《桃凋榴盛》 著晰 战鼓擂起,旗舞兵扬。

屹厥连年来犯,薛大将军带兵上阵杀敌数万,驱逐在城池外驻扎的屹厥军队在前,后又领兵攻破了敌防城垒,杀将首,破城池,实此丰功伟绩。

战乱平息,皇帝大悦,速召薛哉胤回合昱领赏。

途经泺源城时,已是夏意浓浓。

“哇哇”“出来了,出来了!”“是个姑娘!”,薛哉胤渡步门外,听罢刚想扣门,门就被推开,里面走出了个丫鬟,怀中抱了个襁褓,笑着道:“将军,是个女孩,虽未睁眼,但一眼就能看出是个美人胚子,将军有福。”
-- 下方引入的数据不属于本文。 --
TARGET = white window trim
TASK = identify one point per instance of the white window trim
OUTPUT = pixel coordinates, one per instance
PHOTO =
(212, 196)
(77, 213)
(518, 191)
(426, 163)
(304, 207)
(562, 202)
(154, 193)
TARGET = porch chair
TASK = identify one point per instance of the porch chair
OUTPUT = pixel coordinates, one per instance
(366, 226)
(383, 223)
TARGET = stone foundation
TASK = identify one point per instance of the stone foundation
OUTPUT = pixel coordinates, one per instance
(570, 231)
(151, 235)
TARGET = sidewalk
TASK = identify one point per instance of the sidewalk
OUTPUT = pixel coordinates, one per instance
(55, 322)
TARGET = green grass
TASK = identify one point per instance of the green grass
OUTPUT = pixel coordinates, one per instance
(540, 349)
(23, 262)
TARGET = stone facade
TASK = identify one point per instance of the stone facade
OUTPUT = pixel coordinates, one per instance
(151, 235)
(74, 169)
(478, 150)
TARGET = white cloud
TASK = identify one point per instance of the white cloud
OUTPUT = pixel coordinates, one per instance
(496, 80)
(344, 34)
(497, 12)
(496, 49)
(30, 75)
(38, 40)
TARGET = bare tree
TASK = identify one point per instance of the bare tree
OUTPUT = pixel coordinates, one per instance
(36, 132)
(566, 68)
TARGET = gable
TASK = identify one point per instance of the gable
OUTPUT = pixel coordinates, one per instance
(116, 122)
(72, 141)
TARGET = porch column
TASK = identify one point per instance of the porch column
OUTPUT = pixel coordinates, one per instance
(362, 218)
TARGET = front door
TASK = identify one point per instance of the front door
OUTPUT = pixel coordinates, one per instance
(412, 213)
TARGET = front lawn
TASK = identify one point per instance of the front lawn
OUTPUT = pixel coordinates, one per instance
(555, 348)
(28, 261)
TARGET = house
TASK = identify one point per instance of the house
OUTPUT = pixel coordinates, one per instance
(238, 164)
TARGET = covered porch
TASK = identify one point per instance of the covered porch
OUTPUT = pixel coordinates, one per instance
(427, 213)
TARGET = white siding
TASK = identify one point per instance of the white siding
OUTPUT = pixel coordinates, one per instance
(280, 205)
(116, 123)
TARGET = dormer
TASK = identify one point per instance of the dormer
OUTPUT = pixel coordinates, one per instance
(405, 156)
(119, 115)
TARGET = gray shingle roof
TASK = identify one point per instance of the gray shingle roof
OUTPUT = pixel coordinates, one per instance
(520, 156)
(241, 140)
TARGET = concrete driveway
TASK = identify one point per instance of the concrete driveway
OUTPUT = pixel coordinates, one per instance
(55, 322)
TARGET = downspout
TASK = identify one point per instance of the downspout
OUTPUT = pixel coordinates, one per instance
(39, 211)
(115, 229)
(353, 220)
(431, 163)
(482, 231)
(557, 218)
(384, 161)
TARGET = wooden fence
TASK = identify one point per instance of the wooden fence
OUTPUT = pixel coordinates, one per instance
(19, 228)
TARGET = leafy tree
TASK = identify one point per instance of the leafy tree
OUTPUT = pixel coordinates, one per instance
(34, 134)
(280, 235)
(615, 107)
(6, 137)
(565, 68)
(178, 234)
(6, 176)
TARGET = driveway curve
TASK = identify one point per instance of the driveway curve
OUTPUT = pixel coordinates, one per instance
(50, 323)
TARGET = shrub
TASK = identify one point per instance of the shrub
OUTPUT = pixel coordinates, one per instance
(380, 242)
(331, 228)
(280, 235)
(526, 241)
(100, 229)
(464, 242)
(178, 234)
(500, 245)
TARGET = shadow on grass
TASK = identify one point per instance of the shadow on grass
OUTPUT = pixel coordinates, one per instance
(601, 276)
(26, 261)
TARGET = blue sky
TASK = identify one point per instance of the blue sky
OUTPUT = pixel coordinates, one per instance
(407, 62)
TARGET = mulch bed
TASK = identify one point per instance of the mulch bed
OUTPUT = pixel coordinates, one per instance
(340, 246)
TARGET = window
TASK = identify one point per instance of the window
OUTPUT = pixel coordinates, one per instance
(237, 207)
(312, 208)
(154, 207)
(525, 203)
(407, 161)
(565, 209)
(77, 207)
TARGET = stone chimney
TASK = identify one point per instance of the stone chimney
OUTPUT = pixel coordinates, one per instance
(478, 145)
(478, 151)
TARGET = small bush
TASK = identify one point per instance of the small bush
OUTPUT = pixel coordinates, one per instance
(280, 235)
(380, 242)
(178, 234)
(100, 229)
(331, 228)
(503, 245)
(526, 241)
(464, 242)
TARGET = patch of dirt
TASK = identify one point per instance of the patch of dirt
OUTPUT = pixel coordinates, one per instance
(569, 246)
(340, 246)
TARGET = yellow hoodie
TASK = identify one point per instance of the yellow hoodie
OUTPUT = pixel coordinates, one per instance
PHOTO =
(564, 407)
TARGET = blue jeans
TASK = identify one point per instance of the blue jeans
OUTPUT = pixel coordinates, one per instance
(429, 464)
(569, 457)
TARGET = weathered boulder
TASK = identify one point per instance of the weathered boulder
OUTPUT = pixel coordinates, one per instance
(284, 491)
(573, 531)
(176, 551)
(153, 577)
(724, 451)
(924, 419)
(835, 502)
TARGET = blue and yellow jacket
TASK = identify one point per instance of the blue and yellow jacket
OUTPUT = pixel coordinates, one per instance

薛哉胤皱着的眉微松,看了看襁褓中的胎儿,沉着激动道:“堰儿怎么样了?”

丫鬟看着怀中的胎儿:“夫人虽没事了,但是因水土不服,加上夫人体虚,还需调养几日。”道完,便高兴地递出怀中的胎儿,薛哉胤接过胎儿,踏入房中。

“堰儿,身子怎么样了?有没有不舒服?”薛哉胤抱着怀中的胎儿坐在床边,望着姜堰,“已无碍,让我看看孩子”姜堰缓缓起身,薛哉胤扶着她,将怀中胎儿一亮:“是个美人胚子,像你。”姜堰欣慰缓声道:“眉眼也随你,那我们予她什么名字?”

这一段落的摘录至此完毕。